L'idée de faire mieux avec moins d'agents n'est pas nouvelle, madame Untermaier : c'est toute la difficulté de la réorganisation administrative de l'État. Dans ce vieux pays qu'est la France, monsieur Marleix, le besoin d'État ne s'est jamais démenti. Les Français sont les premiers à critiquer le niveau des dépenses publiques, mais, dans le même temps, ils demandent toujours plus de policiers, de gendarmes ou d'infirmières.
Je veux réaffirmer le rôle essentiel du préfet de département. Des choix ont été faits, comme le rappelait M. Popelin, notamment en 2010. Si affaiblissement de l'échelon départemental il y a, il date cependant de 2004 : la RéAT a conforté l'échelon régional, ce qui me semble au demeurant fondé pour les fonctions support. Toutefois, malgré les questions soulevées par M. Morel-A-L'Huissier, qui ne sont pas nouvelles, je ne crois pas à l'affaiblissement de l'autorité des préfets départementaux. Hier encore, dans la Drôme et dans l'Ardèche, j'ai pu mesurer les attentes placées en eux, notamment dans le cadre des procédures d'indemnisation. L'engagement du préfet Videlaine dans le Finistère montre à quel point ils restent présents, quand bien même la décentralisation a fait évoluer leur rôle, comme elle a fait évoluer celui des sous-préfets dans le soutien qu'ils apportent aux collectivités en matière d'ingénierie économique ; c'est pourquoi je les avais rencontrés à Lorient, il y a quelques mois, avec l'ensemble des préfets de la région.
Le préfet de département doit, comme je le fais valoir auprès de mes collègues du Gouvernement, continuer à piloter l'action de l'État : loin d'affaiblir son autorité, nous devons au besoin la renforcer – je le dis aussi en tant qu'ancien élu local. Le CIMAP préconise d'ailleurs une meilleure coordination entre le préfet de département et certaines administrations, comme la jeunesse et les sports ou la culture, dont les moyens sont fragilisés par la décentralisation et la dégradation des finances publiques.
Le rattachement des préfectures à Matignon est une vieille antienne. Le Président de la République, le Premier ministre et l'ensemble des ministres peuvent évidemment avoir des contacts directs avec les préfets, mais nul ne songe à remettre en cause leur rattachement au ministère de l'intérieur. Quant à la modernisation de l'action publique, c'est un sujet interministériel qui concerne aussi, par exemple, le ministère de l'égalité des territoires.

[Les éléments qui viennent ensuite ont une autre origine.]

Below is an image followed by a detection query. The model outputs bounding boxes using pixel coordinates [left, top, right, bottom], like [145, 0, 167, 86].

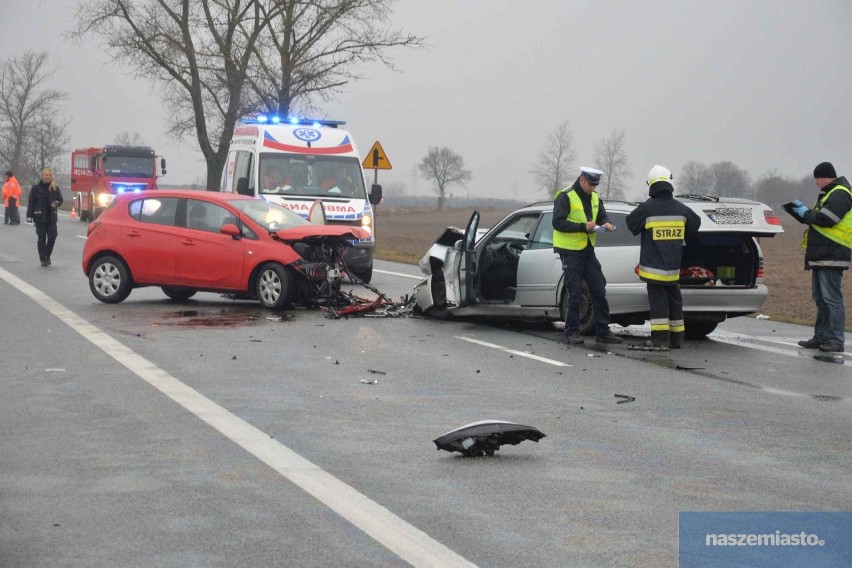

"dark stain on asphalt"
[111, 307, 293, 329]
[157, 309, 269, 328]
[811, 394, 842, 402]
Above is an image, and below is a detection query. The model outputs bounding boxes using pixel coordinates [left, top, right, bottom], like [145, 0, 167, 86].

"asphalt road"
[1, 211, 850, 567]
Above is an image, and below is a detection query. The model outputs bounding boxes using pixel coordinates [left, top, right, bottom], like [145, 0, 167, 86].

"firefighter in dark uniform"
[626, 165, 701, 350]
[552, 167, 624, 346]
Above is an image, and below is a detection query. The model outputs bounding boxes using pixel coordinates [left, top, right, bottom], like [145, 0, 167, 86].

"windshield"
[104, 156, 154, 178]
[258, 154, 366, 199]
[232, 198, 310, 231]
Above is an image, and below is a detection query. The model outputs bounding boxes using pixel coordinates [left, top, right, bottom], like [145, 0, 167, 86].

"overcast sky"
[2, 0, 850, 201]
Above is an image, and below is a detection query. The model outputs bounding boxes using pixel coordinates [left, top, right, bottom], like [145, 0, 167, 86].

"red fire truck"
[71, 146, 166, 221]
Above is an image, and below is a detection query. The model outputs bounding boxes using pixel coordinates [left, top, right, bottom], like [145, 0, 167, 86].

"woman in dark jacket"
[26, 167, 64, 266]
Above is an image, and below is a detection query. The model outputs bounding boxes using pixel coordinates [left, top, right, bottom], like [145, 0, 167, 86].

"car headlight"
[97, 193, 116, 207]
[361, 214, 372, 227]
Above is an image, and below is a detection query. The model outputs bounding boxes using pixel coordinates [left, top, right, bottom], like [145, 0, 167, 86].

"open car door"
[458, 211, 480, 307]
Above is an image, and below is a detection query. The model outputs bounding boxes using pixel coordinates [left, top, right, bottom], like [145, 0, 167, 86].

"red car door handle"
[180, 240, 195, 246]
[125, 231, 141, 237]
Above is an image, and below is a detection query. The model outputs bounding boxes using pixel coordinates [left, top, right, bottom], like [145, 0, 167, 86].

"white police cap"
[580, 166, 604, 185]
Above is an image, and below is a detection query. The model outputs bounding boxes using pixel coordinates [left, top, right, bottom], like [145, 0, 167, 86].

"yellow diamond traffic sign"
[362, 141, 392, 170]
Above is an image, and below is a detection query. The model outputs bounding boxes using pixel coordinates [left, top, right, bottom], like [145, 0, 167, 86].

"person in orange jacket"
[3, 170, 23, 225]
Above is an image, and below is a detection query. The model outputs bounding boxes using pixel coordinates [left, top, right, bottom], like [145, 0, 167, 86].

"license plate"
[711, 208, 753, 225]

Les fermetures de sous-préfectures sont devenues un « marronnier » médiatique. Seul le pragmatisme doit prévaloir, d'autant que les marges financières sont modestes, puisque l'État, le plus souvent, n'est pas propriétaire de l'immobilier. Je suis tout particulièrement sensible au sentiment d'abandon ressenti dans les départements ruraux ou périurbains, comme l'Aveyron, l'Ardèche, le Cantal ou le Finistère. Sans doute les maisons de l'État ou les maisons de service public constituent-elles des modèles à suivre ; à Aubusson, dans la Creuse, différents services publics sont regroupés dans les murs de la sous-préfecture – et je ne manquerai pas, monsieur Benoit, de répondre à votre invitation au cours du quinquennat. Je me refuse cependant à entrer dans le petit jeu des listes : dans les zones rurales et périurbaines, je le répète, la présence de l'État, à travers les sous-préfectures, est essentielle. Reste que des évolutions sont possibles dans les zones urbaines : c'est le sens de la mission que j'ai confiée aux préfets de Lorraine et d'Alsace. En Île-de-France, monsieur Popelin, le rôle des sous-préfectures – accueil des publics étrangers et remise des titres de séjour, notamment – doit être clairement distingué de celui des préfectures. La préfecture de Bobigny fait déjà face à un afflux considérable : il serait absurde de vouloir tout y concentrer. Je rappelle aussi l'existence, dans votre département, du chantier de Saint-Denis. Ces évolutions demandent du temps, et il serait naïf d'ignorer l'impact des échéances électorales. Quoi qu'il en soit, dans de nombreuses villes, la sous-préfecture matérialise la présence de l'État : nous avancerons donc avec pragmatisme.
S'agissant de la nouvelle Direction générale des étrangers en France, madame Untermaier, nous avons tiré les conséquences de la disparition du ministère de l'immigration en 2011. Au sein de chaque ministère, un seul secrétaire général mutualise désormais les fonctions support, et la Direction générale des étrangers en France, au-delà des vaines polémiques que l'on entend ici ou là, coordonne les différents aspects de la politique d'immigration – régulation des flux migratoires, lutte contre l'immigration clandestine, accueil des étrangers, naturalisations ou droit d'asile.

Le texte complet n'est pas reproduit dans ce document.